With the MAPLE package thetaids [12], one can prove that

\begin{equation*} \frac{J_2J_8^2J_{12}^6 }{qJ_4^2J_6J_{24}^2} \left( \frac{q^2}{j(-q^5;q^{12})^2} -\frac{1}{j(-q;q^{12})^2}\right) =-\frac{J_1^2J_6^2J_8^2 }{qJ_2^2J_{24}^2}, \end{equation*}

which yields Equation (2.13) after combining Equation (5.18).
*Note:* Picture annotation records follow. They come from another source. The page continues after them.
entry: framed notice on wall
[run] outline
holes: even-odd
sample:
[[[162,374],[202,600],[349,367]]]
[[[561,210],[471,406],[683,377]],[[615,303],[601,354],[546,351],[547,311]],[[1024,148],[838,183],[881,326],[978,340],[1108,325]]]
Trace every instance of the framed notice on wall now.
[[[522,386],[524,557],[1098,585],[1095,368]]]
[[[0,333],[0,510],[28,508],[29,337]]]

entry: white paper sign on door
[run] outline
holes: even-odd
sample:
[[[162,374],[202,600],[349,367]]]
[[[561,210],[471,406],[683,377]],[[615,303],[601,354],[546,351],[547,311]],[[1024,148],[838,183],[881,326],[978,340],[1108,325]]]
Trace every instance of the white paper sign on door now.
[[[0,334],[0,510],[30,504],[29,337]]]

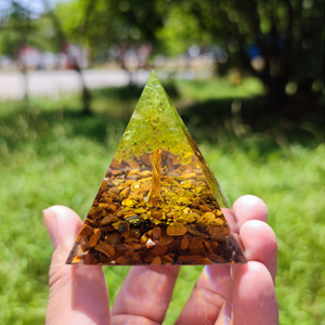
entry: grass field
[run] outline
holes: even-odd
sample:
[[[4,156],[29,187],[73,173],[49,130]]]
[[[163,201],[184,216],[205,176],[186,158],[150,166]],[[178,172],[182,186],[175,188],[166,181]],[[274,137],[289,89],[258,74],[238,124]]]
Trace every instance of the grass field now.
[[[176,102],[261,94],[255,80],[216,92],[218,84],[179,82]],[[61,204],[81,218],[88,212],[134,107],[136,92],[127,101],[118,93],[98,91],[96,114],[89,117],[78,115],[77,96],[0,104],[0,324],[44,323],[52,246],[41,211]],[[221,125],[213,142],[193,120],[190,129],[232,202],[255,194],[268,204],[278,238],[281,324],[324,325],[324,144],[316,135],[302,146],[281,141],[283,135],[274,141],[252,133],[234,120]],[[128,268],[104,270],[113,303]],[[182,268],[164,324],[177,318],[199,271]]]

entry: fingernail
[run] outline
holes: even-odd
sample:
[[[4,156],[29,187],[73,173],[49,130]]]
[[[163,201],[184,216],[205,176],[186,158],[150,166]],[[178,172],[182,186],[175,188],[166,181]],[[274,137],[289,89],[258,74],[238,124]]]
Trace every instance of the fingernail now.
[[[51,242],[53,244],[54,249],[56,249],[58,245],[58,230],[57,230],[57,220],[56,216],[51,209],[43,210],[43,217],[46,221],[46,225],[51,237]]]

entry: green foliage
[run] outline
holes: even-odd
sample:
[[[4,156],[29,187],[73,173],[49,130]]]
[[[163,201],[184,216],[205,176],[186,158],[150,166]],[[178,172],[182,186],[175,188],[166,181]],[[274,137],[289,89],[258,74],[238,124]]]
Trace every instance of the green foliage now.
[[[183,93],[193,93],[194,84],[181,82],[178,103],[185,100]],[[195,86],[192,101],[216,99],[210,87]],[[224,86],[225,92],[230,89]],[[233,92],[234,98],[238,99]],[[58,102],[31,99],[28,106],[0,104],[1,324],[44,323],[53,249],[41,210],[61,204],[81,218],[88,212],[125,129],[120,116],[112,118],[114,110],[134,107],[132,99],[115,98],[109,103],[105,113],[93,107],[98,113],[90,117],[78,114],[81,102],[75,96]],[[238,140],[226,129],[213,132],[213,142],[198,144],[229,198],[255,194],[268,204],[269,223],[278,238],[281,324],[323,324],[324,144],[309,147],[291,142],[280,147],[258,133]],[[193,135],[197,139],[197,133]],[[104,270],[112,304],[129,269]],[[177,318],[199,271],[199,266],[182,268],[165,324]]]

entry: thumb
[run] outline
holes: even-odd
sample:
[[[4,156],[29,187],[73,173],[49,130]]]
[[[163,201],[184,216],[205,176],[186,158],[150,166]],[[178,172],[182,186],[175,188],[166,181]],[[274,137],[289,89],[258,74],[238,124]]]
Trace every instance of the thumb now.
[[[82,225],[80,218],[63,206],[53,206],[43,216],[55,248],[46,324],[109,324],[108,291],[102,266],[65,264]]]

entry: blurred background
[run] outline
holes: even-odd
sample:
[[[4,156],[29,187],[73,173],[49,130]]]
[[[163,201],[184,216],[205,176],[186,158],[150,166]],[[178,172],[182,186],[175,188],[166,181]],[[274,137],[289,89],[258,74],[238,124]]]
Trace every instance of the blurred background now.
[[[41,211],[84,218],[152,69],[230,199],[268,204],[281,324],[325,324],[321,0],[0,0],[0,323],[44,323]]]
This completes the proof.

6. Concluding remarks

As seen in $\S~2$ ‘Introduction’, seeking examples of q-hypergeometric series which are mock theta functions in the modern sense and finding their alternative representations have received a lot of attention in recent years. In this paper, we pose several new mock theta factions and express them in terms of Appell-Lerch sums and Hecke-type double sum $f_{a,b,c}(x,y,q)$. It would be interesting to find new methods to establish new mock theta functions and find their finding their alternative representations.